Des Jars s'y remet avec une belle application.
Il bavarde avec Bois d'Arcy, maître d'hôtel de Bassompierre, ils baguenaudent sur la terrasse, des Jars joue avec une bague, tendre gage, que lui a donnée sa marquise, la laisse tomber, elle roule près du gros canon ; Bois d'Arcy la ramasse pour des Jars et remarque, en se penchant, une dalle disjointe et rompue à un coin. Le garde est de l'autre côté de la terrasse. Les compères soulèvent la pierre et entendent venir d'en dessous les voix de croquants parlant la langue d'oc ; des protestants enfermés pour sédition. On parlemente, on chuchote, on négocie, on paie.

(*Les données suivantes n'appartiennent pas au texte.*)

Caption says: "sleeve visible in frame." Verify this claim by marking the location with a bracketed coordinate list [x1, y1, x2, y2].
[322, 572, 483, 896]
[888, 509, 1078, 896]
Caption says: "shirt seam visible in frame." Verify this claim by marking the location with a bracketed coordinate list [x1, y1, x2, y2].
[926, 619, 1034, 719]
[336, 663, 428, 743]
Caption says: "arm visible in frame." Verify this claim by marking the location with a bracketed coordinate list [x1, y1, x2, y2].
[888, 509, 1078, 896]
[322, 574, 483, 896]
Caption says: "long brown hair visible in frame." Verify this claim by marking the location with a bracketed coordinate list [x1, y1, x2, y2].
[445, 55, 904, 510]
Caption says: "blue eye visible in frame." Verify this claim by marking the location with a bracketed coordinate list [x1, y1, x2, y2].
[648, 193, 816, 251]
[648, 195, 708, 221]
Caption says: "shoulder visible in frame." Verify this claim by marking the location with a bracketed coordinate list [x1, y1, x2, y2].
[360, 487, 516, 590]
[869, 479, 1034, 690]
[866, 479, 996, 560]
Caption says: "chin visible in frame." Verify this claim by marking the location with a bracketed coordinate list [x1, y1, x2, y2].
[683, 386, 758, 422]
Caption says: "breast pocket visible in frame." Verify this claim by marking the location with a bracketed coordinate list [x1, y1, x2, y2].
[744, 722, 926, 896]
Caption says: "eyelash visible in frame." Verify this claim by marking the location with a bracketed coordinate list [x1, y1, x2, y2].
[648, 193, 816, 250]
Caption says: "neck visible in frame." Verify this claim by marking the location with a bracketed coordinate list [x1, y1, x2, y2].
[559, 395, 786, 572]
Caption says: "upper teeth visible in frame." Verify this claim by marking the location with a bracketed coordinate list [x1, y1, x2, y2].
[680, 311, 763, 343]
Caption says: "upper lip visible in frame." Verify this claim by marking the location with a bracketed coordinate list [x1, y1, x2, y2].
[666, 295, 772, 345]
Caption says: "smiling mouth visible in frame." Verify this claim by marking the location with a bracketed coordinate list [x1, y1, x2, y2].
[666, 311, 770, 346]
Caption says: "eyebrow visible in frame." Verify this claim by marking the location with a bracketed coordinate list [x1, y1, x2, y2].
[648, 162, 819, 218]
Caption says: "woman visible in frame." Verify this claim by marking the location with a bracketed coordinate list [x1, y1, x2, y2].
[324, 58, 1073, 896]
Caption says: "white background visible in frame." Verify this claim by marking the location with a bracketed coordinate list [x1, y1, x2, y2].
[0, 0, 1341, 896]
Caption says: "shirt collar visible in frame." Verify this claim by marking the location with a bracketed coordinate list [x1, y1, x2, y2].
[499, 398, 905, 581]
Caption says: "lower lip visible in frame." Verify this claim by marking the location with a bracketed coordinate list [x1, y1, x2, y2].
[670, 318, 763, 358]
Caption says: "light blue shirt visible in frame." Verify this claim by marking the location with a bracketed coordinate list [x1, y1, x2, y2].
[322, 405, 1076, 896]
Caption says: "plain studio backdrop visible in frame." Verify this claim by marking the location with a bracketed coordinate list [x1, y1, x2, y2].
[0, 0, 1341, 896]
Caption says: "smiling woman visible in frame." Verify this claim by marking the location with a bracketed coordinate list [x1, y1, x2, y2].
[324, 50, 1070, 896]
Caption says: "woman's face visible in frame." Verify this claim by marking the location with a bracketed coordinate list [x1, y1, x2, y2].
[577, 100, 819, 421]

Avec la bague.
Les croquants creusent le plafond, puis leur plancher, et parle-mentent à leur tour avec le prisonnier d'en dessous, le baron de Tenance. A son tour il perce le plancher, camouflant le trou en portant sa table par-dessus.
Ainsi, par le passe-plat de M. des Jars, la lettre parvient à La Porte. Et, depuis ce jour, le chevalier des Jars distribue le courrier.
Bassompierre adore cette histoire et tire gloire que par le truchement de son maître d'hôtel, l'aimable Bois d'Arcy, il participe à
cette muscade qui trompe toute la garde et cet excellent M. du Tremblay qui le traite en prince du sang.
- Des Jars a-t-il encore hurlé cette nuit ?
- Non, monsieur le Maréchal, le chevalier a sommeillé paisiblement, m'a écrit son voisin le baron de Tenance, répond La Porte.